We gave him a unicycle.
He should never have said, offhandedly, as he bit into a piece of watermelon this summer, “By the time I’m forty, I want to be able to ride a unicycle.”
‘Cause then we gave him one.
And now he has to master the sucker.
Thus, Groom’s birthday saw him down in our dungeon, learning how to mount the thing (and, yes, we keep the house cold enough that indoor hat-wearing is called for; stop being such a wussy guest and hat-up already). Balance will come later. Even one day in to his training, he already maintains it will give him a core workout to rival the pilates class taught by the Ab Nazi at our gym.
Since I can’t have them myself, due to the chocolate-worshipping tenet of my religion, I do so appreciate rock-hard abs in others. When the census-taking ab-checkers come to our door next year, Groom’s unicycle-hardened belly will earn their respect. Just to get them to put X’s in all the right boxes, I’m willing to intensify the display and eat a smidgeon of lentil soup out of his belly button. Just ’cause I can.
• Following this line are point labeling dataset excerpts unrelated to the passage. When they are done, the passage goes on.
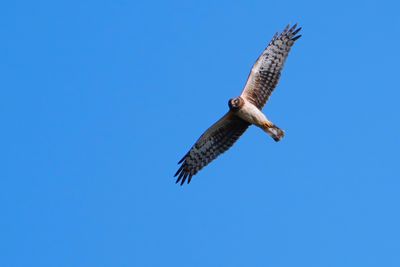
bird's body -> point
(244, 110)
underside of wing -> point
(215, 141)
(265, 73)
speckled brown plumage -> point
(215, 141)
(244, 110)
(265, 73)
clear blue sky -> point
(100, 99)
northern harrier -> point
(244, 110)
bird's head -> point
(235, 103)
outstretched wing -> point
(212, 143)
(264, 75)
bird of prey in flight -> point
(244, 110)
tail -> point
(274, 131)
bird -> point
(244, 110)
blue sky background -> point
(100, 99)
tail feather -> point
(274, 131)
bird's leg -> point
(275, 132)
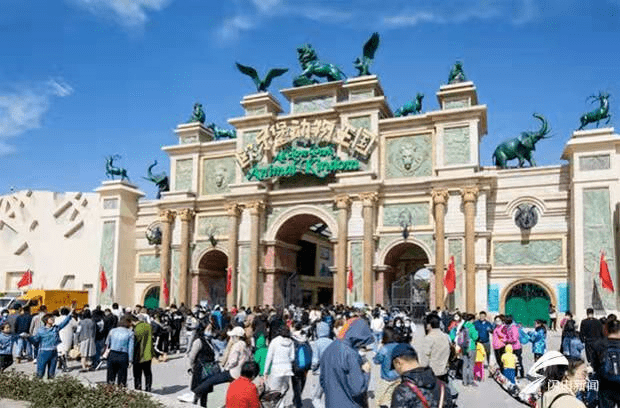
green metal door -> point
(528, 302)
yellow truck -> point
(54, 299)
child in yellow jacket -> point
(481, 355)
(509, 360)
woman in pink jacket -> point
(498, 340)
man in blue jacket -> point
(484, 328)
(344, 374)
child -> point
(538, 338)
(481, 355)
(509, 361)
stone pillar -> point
(256, 209)
(470, 196)
(234, 212)
(343, 203)
(166, 217)
(368, 213)
(186, 215)
(440, 198)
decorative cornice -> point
(166, 216)
(186, 214)
(234, 209)
(343, 201)
(369, 199)
(470, 193)
(440, 196)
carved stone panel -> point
(597, 236)
(183, 175)
(360, 122)
(217, 174)
(216, 225)
(418, 212)
(535, 252)
(408, 156)
(598, 162)
(149, 264)
(456, 146)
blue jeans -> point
(47, 358)
(23, 346)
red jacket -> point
(242, 393)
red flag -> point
(26, 279)
(350, 279)
(606, 281)
(449, 281)
(103, 280)
(229, 280)
(166, 292)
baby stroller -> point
(272, 399)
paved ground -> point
(171, 380)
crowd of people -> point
(271, 349)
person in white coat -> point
(279, 362)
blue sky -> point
(82, 79)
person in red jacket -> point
(242, 393)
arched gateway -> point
(299, 259)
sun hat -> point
(237, 331)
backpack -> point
(611, 365)
(462, 338)
(303, 357)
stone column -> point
(343, 203)
(440, 198)
(234, 212)
(166, 217)
(368, 212)
(470, 196)
(186, 215)
(256, 208)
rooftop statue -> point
(362, 64)
(520, 147)
(198, 114)
(221, 133)
(456, 73)
(160, 180)
(111, 171)
(414, 107)
(602, 112)
(261, 85)
(313, 67)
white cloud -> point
(130, 13)
(23, 109)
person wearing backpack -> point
(318, 347)
(609, 371)
(465, 336)
(301, 364)
(419, 387)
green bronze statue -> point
(221, 133)
(160, 180)
(111, 170)
(521, 147)
(413, 107)
(313, 67)
(602, 112)
(456, 73)
(261, 84)
(198, 114)
(362, 64)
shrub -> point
(68, 392)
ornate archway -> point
(210, 284)
(527, 300)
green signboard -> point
(312, 160)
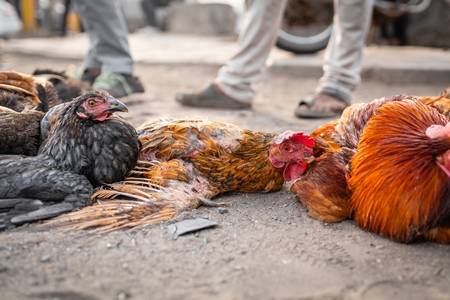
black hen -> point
(87, 146)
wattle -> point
(294, 171)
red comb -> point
(297, 136)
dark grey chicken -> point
(87, 146)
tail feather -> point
(113, 215)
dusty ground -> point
(265, 246)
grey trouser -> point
(108, 35)
(342, 60)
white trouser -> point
(343, 56)
(108, 35)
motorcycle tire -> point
(301, 44)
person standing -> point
(234, 86)
(108, 64)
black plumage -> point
(87, 146)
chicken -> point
(23, 101)
(20, 130)
(86, 147)
(324, 187)
(400, 181)
(184, 163)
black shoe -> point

Those ab-census-takers will get an afternoon of entertainment beyond all dreams when they hit Unicycle House.
The unicycle is, indeed, a gift that will keep on giving.
The Wee Niblet can’t wait until Pappy can juggle flaming torches on the unicycle. Girl can’t wait to play tag with him and be chased by Unicycle It. I can’t wait to see him make stir-fry on the roll.
Face it: we are circus folk.
P.S. Stop coveting our orange shag carpet. Your desire is unattractive.